Credit: David Richardson

We made a conscious effort with the project (named octoDrone) to keep things as modular as possible. To this end, the simulator, communications processing, programs that run on drones, and scripts that define simulations are all separate and configurable. This payed dividends when it came to deploying our software on to real drones instead of simulated ones, as we were able to swap out the code that simulated the operating environment for one that sent the same instructions to real hardware (I'll cover the deployment in a separate post as it's something I could talk a lot about). The other goal during development was to cut out a lot of the bloat that plagued NS3. Instead of it taking half an hour and a handful of tutorials to visualise a simulation, the application *should just do that for you*. Instead of having to access node components by passing strings with the same name (eugh), you should just be able to access them through code the way you normally would.
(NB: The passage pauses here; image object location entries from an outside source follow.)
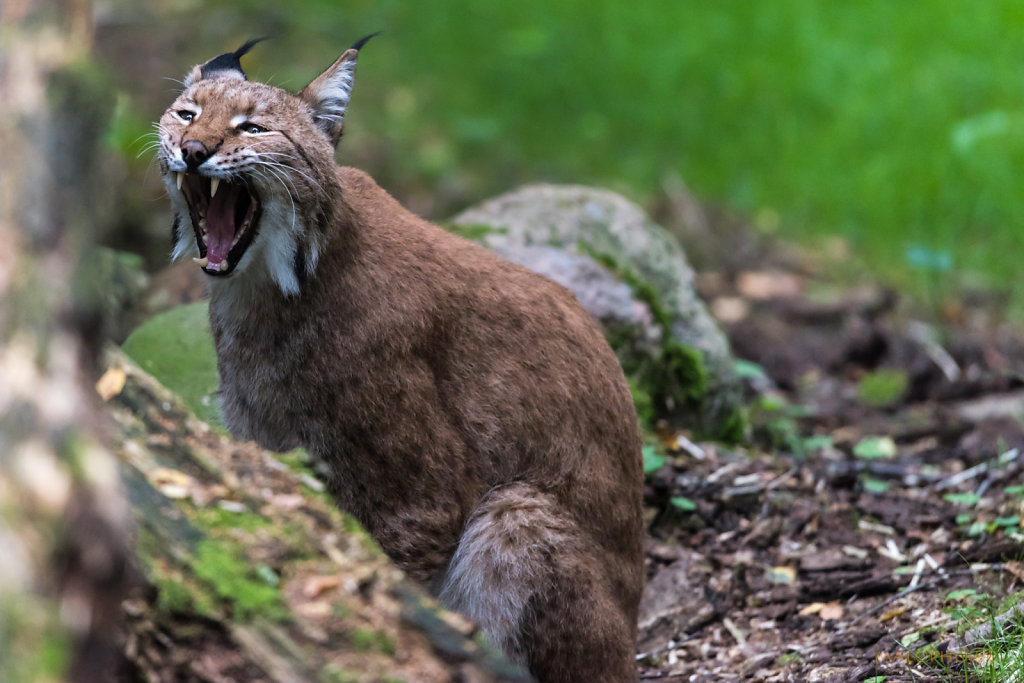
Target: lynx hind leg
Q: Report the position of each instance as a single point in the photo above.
(541, 591)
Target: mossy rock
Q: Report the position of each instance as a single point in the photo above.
(176, 347)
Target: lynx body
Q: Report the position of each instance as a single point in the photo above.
(465, 410)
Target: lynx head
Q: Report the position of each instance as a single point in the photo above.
(250, 168)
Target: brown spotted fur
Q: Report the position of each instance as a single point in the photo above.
(465, 410)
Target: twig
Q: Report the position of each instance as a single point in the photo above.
(928, 584)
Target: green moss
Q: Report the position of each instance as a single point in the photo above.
(33, 644)
(883, 387)
(215, 518)
(176, 347)
(675, 373)
(237, 582)
(368, 640)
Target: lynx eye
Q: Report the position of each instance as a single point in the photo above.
(252, 128)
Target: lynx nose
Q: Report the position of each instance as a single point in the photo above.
(194, 154)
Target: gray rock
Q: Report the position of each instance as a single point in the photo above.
(586, 223)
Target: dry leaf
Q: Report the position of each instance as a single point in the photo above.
(112, 383)
(832, 611)
(781, 574)
(812, 608)
(765, 285)
(893, 613)
(171, 483)
(1016, 568)
(287, 501)
(315, 585)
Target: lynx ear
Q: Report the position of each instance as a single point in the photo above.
(330, 92)
(227, 65)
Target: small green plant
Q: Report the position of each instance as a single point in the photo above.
(883, 387)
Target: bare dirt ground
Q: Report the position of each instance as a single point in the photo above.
(880, 493)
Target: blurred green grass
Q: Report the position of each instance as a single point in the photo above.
(896, 125)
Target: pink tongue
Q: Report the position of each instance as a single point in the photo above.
(220, 222)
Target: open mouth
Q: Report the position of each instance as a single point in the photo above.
(224, 216)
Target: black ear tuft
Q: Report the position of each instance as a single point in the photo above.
(229, 60)
(363, 41)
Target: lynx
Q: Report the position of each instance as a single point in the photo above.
(466, 411)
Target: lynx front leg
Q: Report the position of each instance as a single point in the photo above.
(543, 590)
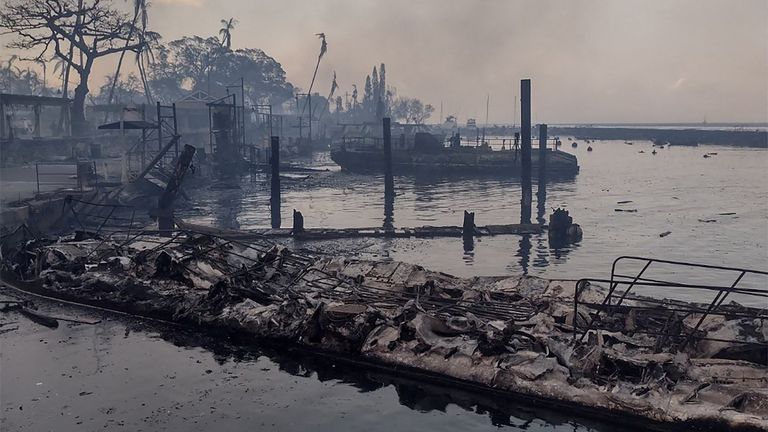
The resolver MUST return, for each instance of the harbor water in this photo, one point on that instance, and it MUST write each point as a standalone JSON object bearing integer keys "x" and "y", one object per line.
{"x": 674, "y": 205}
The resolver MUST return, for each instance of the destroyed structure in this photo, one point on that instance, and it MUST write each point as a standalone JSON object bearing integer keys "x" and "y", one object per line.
{"x": 597, "y": 345}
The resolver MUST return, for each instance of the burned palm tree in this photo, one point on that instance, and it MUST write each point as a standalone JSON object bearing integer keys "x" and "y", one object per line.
{"x": 323, "y": 50}
{"x": 144, "y": 56}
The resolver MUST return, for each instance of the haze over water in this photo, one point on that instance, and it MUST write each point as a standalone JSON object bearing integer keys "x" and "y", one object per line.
{"x": 676, "y": 190}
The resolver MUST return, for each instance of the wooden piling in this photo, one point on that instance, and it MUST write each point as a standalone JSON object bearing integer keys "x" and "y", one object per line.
{"x": 541, "y": 193}
{"x": 468, "y": 228}
{"x": 274, "y": 200}
{"x": 525, "y": 151}
{"x": 298, "y": 222}
{"x": 389, "y": 182}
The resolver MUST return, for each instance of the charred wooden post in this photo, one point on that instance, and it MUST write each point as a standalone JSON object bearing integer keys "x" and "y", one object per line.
{"x": 541, "y": 193}
{"x": 298, "y": 222}
{"x": 468, "y": 229}
{"x": 389, "y": 182}
{"x": 525, "y": 152}
{"x": 274, "y": 200}
{"x": 165, "y": 202}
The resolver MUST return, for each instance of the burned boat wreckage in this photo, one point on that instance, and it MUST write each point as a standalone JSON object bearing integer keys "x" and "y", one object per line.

At the end of a year of work we're left with a lightweight simulation package that does exactly what one would want a drone simulator to do, and nothing more. Being able to run the same programs on real drones as you do in a simulation is a real selling point (and that it works at all on the drones we had to test on is a point of personal pride). It even got to the point where I seriously considered running my coursework assignment in octoDrone instead of NS3, which serves to show just how far we've come.